• Wheatley
    Nowadays you can't mention self pity without someone telling you it's bad. A quick google search about self pity and nearly everyone has something bad to say about it. We are told that self pity is harmful, self pity is devastating, and should be avoided as much as possible.

    As person who pities himself quite a lot, I find the negative perception of self pity unsettling. It feels very natural for me to pity myself. Living with mental illness and many other ailments has put me at significant disadvantage in life. Others won't be able to understand everything I go through, so they are little help in providing me pity. Life can be very difficult and unsettling, and I don't want to abandon my small comfort in feeling bad for myself.

    I think human being should embrace all their emotions, happy, and yes - sad. While some of us will try to avoid the negative side of us because it can be painful and temporarily slow down our productivity, I think they are being superficial. I don't believe it is for the best to shun away our negative feelings just because they are an inconvenience.

    But I'm not all gloom and doom, just because I want us to embrace sadness doesn't mean I have forgotten about the positive side to our emotions. Yes, feel your sad feelings, but explore the happy side of life to. There should be a balance between your positive and negative emotions. Kind of like the yin yang in Chinese philosophy.
  • Coben
    I think it might be useful to reframe what is getting labeled self-pity as other things: self-love, grief related to activities and people and connections lost, self-concern, honest emotional reactions to situations and events and relationships

    and so on.

    A great book on the actual roots of depression is


    There is a more than ever pathologization of emotions - not coincidentally profitably for some organizations and professions.

    Yes, there is no reason to learn to hate or feel shame for sadness. Sometimes we get into habits with emotions. IOW we can stay in sadness when we are actually at least also angry. That's just one example. It may be good to notice how our habit of focusing on one of our emotional reactions is keeping things frozen.
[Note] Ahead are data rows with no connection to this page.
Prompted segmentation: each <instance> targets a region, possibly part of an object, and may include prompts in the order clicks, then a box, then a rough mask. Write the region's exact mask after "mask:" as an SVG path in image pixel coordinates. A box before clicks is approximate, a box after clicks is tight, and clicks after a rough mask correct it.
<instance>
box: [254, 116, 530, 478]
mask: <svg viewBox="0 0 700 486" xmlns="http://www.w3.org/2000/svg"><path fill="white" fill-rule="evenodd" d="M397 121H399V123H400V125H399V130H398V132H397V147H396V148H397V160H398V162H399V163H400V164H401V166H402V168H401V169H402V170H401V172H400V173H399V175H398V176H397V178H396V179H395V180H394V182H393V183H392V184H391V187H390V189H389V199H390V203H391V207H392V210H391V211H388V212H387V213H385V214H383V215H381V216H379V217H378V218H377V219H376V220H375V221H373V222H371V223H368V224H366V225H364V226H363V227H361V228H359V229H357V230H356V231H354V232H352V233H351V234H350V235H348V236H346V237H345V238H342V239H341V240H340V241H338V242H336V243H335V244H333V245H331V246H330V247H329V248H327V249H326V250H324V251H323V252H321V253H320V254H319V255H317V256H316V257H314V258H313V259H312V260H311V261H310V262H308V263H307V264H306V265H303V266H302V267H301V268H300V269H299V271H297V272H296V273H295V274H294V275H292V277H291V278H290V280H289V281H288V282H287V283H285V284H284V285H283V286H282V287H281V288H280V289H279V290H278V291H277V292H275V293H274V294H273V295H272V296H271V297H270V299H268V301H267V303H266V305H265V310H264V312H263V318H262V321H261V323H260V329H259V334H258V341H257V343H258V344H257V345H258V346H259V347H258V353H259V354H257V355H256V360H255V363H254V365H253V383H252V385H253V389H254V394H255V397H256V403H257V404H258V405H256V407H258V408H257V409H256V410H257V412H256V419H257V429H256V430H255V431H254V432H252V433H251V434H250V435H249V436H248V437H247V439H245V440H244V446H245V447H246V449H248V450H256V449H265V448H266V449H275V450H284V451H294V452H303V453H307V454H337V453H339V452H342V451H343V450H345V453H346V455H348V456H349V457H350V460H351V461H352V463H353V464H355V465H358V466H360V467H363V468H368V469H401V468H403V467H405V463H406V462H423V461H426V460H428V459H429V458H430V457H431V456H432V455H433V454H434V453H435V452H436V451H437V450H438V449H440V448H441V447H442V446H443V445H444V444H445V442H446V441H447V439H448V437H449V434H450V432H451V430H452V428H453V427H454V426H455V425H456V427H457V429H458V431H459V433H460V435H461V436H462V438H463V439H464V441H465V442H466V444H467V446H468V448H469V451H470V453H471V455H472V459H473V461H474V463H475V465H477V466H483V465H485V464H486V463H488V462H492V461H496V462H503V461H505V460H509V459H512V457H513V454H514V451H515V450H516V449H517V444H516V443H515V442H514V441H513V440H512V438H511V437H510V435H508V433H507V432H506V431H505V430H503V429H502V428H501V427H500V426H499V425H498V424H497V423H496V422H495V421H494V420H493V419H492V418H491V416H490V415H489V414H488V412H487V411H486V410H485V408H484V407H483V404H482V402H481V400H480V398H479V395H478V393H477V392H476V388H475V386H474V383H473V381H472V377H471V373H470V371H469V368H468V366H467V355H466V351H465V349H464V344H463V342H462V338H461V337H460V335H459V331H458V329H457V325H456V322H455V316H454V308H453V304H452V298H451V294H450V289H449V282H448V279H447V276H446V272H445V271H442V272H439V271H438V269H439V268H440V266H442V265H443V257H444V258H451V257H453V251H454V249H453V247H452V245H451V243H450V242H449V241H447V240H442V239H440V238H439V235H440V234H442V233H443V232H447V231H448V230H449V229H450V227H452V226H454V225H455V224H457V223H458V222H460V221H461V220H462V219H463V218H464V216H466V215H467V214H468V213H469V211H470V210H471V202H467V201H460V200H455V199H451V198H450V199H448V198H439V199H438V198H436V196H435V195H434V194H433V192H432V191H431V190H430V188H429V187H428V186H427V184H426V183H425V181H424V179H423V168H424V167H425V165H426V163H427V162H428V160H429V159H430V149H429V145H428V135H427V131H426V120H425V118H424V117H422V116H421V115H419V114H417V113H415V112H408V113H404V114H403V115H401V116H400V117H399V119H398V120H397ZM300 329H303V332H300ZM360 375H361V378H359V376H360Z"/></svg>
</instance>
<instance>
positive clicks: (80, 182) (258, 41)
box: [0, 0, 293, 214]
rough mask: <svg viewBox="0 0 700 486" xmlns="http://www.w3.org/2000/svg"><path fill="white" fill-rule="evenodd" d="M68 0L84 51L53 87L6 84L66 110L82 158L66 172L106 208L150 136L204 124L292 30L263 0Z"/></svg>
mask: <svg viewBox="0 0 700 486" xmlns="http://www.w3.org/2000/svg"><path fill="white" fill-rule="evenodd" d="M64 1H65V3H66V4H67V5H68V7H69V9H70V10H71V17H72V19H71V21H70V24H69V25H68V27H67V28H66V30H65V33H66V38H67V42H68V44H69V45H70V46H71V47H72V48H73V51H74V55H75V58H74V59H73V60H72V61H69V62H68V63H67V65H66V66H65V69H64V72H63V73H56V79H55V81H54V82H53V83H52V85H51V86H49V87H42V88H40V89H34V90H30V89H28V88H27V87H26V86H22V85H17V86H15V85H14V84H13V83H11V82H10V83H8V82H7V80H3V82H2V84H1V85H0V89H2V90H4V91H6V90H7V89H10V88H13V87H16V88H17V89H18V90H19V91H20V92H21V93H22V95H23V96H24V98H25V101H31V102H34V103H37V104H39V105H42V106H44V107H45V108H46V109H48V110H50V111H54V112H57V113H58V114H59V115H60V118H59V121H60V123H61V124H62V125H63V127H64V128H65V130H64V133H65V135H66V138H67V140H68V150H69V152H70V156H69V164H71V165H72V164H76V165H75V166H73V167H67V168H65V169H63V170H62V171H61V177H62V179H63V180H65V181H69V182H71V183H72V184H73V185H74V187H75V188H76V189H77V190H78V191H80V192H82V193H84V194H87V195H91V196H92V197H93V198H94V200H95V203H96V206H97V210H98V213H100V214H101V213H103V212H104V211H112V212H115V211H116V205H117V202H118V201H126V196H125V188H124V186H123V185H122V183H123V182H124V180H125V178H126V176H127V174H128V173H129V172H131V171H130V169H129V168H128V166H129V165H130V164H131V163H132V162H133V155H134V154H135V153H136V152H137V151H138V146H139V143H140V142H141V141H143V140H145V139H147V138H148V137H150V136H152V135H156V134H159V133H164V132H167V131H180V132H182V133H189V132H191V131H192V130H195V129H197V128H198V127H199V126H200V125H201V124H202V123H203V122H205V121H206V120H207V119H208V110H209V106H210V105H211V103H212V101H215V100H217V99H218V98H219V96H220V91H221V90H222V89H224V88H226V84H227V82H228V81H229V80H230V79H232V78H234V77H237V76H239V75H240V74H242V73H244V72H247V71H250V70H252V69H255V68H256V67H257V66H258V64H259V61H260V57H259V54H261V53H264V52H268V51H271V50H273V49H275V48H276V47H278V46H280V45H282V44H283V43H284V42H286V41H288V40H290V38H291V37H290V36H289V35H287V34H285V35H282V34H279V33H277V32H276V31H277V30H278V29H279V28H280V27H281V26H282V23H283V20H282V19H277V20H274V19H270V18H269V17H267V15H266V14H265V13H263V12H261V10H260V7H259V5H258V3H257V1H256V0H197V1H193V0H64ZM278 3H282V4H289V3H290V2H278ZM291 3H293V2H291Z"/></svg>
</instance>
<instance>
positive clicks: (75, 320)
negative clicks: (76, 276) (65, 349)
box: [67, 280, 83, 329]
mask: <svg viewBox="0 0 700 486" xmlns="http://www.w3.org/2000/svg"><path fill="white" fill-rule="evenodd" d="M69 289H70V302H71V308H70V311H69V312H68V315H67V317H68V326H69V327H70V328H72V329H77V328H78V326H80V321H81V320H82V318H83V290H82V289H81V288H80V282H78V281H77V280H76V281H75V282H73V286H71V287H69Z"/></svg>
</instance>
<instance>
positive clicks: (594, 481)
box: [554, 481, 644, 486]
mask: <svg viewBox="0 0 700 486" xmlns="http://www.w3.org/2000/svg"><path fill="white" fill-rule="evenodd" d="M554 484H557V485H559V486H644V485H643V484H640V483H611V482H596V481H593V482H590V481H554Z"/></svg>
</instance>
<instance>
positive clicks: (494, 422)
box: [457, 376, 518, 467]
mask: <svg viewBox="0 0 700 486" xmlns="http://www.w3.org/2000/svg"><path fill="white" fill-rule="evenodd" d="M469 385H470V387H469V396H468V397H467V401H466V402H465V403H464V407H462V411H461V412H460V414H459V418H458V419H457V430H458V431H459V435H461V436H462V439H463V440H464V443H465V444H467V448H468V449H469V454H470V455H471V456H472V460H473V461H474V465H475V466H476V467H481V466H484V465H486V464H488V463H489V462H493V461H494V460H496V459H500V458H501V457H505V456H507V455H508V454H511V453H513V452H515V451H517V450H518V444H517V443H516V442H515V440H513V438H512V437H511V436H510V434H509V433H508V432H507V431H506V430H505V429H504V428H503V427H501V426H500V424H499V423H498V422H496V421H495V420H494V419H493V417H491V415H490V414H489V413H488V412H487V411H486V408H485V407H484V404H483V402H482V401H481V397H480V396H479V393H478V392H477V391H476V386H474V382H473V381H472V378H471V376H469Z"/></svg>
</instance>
But there is nothing wrong with feeling bad about what is unpleasant.

    There's a war on, a war against the limbic system. We are all being taught to hate ourselves, our emotions and reactions. Right now that war comes through ideas, medication, surface presentation/branding of the self via social media, psychiatry, advertising and more. Right now they are working on getting at the physical roots of their hatred of the limbic system through genetic modification, human machine interface and better drugs, nano-interventions.

    I am being melodramatic and realize that in each person's life it looks, generally, nothing like a war. Think of it as a cyberwar, a meme war, a psyops campaign. It's slower and subtler that a literal traditional war. But it is still violence.
  • Bitter Crank
    Sometimes self pity is the only option available.
  • Wayfarer
    Although theoretically philosophy is said to be the antidote. Presumably by inculcating the realisation that, as everyone is subject to self-pity, then really the emotion should be extended to others, which magically transforms it into compassion.